The monitoring compose overlay starts `prom/prometheus:v2.53.0` and `grafana/grafana:11.2.0`. Grafana dashboards and datasource provisioning are loaded from `monitoring/grafana/provisioning/`.

### Adding a New Metric

1. Define the metric in `src/metrics/registry.ts` using the shared `metricsRegistry` (not the default prom-client registry).
2. Export it from that file.
3. Import it in the file where the instrumentation point lives.
4. Call `.inc(labels)` for Counters or `.observe(labels, value)` for Histograms at the instrumentation point.
5. Verify it appears in `GET /metrics` after starting the server.

---

## 6. Operational Runbook

### Health Check

```bash
curl http://<host>/health
```

Expected response:

```json
{"status":"ok","postgres":"connected","redis":"connected"}
```

Troubleshooting:
- If `postgres: "error"` — verify `DATABASE_URL` is correct and PostgreSQL is reachable.

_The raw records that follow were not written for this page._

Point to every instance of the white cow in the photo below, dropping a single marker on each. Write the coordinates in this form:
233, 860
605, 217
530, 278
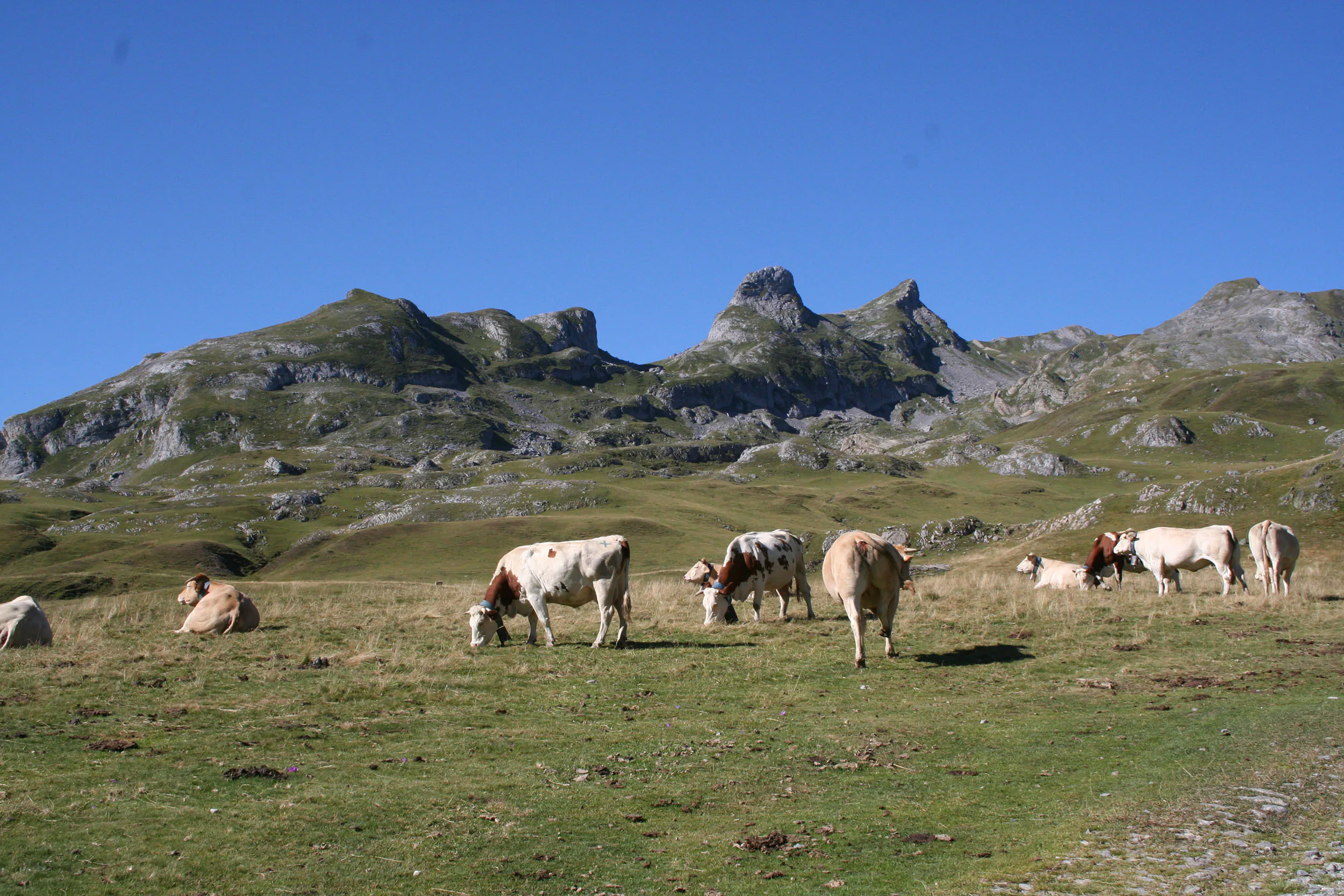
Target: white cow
566, 572
1166, 548
1276, 551
762, 561
1058, 574
23, 622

Check `docker compose logs postgres` for local dev.
- If `redis: "error"` — verify `REDIS_URL` is correct and Redis is reachable. Check `docker compose logs redis` for local dev.
- If the health endpoint returns 502 or times out — the app process has crashed; check application logs.

---

### Rotate the JWT Signing Key

All active tokens become invalid after a key rotation — agents must re-authenticate.

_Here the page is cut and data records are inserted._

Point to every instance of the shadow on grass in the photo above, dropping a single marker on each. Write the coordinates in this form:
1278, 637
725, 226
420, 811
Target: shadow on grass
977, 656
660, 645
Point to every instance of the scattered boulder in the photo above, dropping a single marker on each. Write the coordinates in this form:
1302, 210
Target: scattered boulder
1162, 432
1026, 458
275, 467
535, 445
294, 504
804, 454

1. Generate a new RSA-2048 key pair:
   ```bash
   openssl genrsa -out new-private.pem 2048
   openssl rsa -in new-private.pem -pubout -out new-public.pem
   ```
2. Update `JWT_PRIVATE_KEY` and `JWT_PUBLIC_KEY` in your deployment environment (AWS Secrets Manager, GCP Secret Manager, or `.env`).
3. Perform a rolling restart:
   - **ECS:** trigger a new task deployment — ECS drains existing tasks and starts new ones with the updated secret values.
   - **Cloud Run:** deploy a new revision — Cloud Run gradually shifts traffic to the new revision.
4. Tokens signed with the old key will fail verification immediately after all instances have restarted.

---

### Revoke All Tokens for a Compromised Agent

Suspend the agent to stop new token issuance immediately:

```bash
curl -X PATCH http://<host>/api/v1/agents/<agentId> \
  -H "Authorization: Bearer <admin_token>" \
  -H "Content-Type: application/json" \
  -d '{"status": "suspended"}'
```

This prevents any new `POST /api/v1/token` requests for that agent. Active tokens remain valid until their TTL (1 hour). To invalidate active tokens immediately, also revoke all credentials for the agent:

```bash
# List credentials
curl http://<host>/api/v1/agents/<agentId>/credentials \
  -H "Authorization: Bearer <admin_token>"

# Revoke each active credential
curl -X DELETE http://<host>/api/v1/agents/<agentId>/credentials/<credentialId> \
  -H "Authorization: Bearer <admin_token>"
```

---

### Read Audit Logs for an Incident

Query the audit log with date range and agent filter:

```bash
curl "http://<host>/api/v1/audit?agentId=<agentId>&startDate=2026-01-01T00:00:00Z&endDate=2026-01-31T23:59:59Z" \
  -H "Authorization: Bearer <admin_token>"
```

Events are returned newest-first. Audit log retention is 90 days on the free tier. Each event includes: `eventId`, `agentId`, `action`, `outcome`, `ipAddress`, `userAgent`, `metadata`, `timestamp`.

Common `action` values: `token.issued`, `token.revoked`, `token.introspected`, `agent.created`, `agent.updated`, `agent.suspended`, `agent.decommissioned`, `credential.generated`, `credential.rotated`, `credential.revoked`, `auth.failed`.